Alzheimer’s disease and Parkinson’s disease: an aberrant form of development and a two-pronged cure?
As a population, we are living longer. Consequently, neurodegenerative diseases associated with older age, such as Alzheimer’s and Parkinson’s are set to become the scourge of the 21st Century.
Susan's theory of neurodegeneration
The crucial question that Susan is trying to answer is - what is the basic mechanism of neurodegeneration?
Whenever brain cells are damaged, say by a stroke, or blow to the head, recovery of function will usually occur to some extent. However, if certain cells are damaged, a chemical is released that usually only operates in younger, developing brains.

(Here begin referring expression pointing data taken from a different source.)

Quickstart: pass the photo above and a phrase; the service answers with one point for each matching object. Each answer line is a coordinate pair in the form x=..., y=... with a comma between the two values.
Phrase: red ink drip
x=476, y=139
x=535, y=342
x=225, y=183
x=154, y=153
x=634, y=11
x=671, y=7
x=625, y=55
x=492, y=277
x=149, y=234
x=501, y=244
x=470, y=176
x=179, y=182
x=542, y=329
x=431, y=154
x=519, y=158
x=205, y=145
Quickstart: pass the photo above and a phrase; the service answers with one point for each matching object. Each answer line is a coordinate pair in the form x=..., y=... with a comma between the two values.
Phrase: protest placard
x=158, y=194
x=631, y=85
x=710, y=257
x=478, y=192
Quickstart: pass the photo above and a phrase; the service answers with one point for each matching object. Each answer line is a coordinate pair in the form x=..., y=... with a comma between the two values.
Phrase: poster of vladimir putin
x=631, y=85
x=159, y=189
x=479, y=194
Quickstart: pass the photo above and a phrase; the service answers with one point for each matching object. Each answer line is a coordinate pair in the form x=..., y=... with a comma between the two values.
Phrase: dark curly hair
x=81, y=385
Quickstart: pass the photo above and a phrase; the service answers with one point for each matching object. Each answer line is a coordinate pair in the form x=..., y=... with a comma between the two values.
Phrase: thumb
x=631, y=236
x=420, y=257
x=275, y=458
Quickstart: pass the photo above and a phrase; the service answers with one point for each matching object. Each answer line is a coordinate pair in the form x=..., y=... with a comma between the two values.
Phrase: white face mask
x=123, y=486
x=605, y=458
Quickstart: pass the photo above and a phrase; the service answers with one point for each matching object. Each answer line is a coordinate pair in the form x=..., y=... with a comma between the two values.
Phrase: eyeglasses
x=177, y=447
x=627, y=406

Since the brain is now mature, this chemical will kill the cells, creating more damage and causing more release of the now toxic chemical. This cycle of cell death will present itself as neurodegeneration.
A two-pronged approach
The Greenfield Group believes they have identified this chemical turned killer and the molecular target through which it acts. They propose a two-pronged approach:
- To develop a way of monitoring the chemical in routine blood samples, ideally before the symptoms of Alzheimer’s disease ever appear.
- To devise a pharmaceutical means for intercepting the killer chemical before it interacts with its target, thereby arresting further cell death.
Success with either of these goals would be a major advance, whilst a combination of both would represent a real turning point.
The combined strategy would be to detect raised levels of the killer chemical in the blood, before the symptoms appeared and then to immediately start on a course of medication to prevent further cell death. The symptoms then would never appear - an effective ‘cure’.
These goals are still a long way off and much work needs to be done to translate thinking in a laboratory to reality in the clinic.